Mumbai: India’s monsoon has revived over some of the biggest cotton, oilseeds and rice-growing areas, spurring sowing of crops delayed by below average rainfall so far this month, the weather office said.
Maharashtra, one of the largest cotton-growing states in the country, and Andhra Pradesh, the second biggest rice producer, received rains overnight, A.B. Mazumdar, deputy director general at the India meteorological department, said by phone. “We hope the new spell will last a few days,” he said.
Big contribution: A woman works in a cotton field. Photograph by Aijaz Rahi / AP
The June-September monsoon, which accounts for four-fifths of the nation’s annual rainfall, was below average in the first two weeks of this month, delaying sowing of crops including rice, maize, cotton and soya bean.
Showers in July account for one-third of the rainy season and are crucial for sowing of crops.

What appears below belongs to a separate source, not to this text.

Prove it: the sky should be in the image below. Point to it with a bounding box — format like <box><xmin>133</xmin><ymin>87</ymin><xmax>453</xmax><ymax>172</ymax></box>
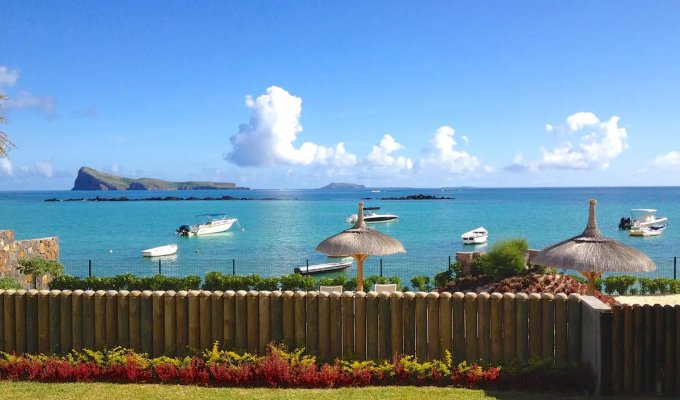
<box><xmin>1</xmin><ymin>1</ymin><xmax>680</xmax><ymax>190</ymax></box>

Farmers planted cotton in 5.8 million ha as of 18 July, 17% lower from a year earlier, while maize was sown on 4.1 million ha, compared with 4.26 million ha, according to the agriculture ministry.
The area under oilseeds was little changed at 10.1 million ha.
Planting of rice was increased after the weather office in April forecast normal rains this year. The lack of rainfall this month threatens rice planted on 14.9 million ha, 23% more than a year earlier.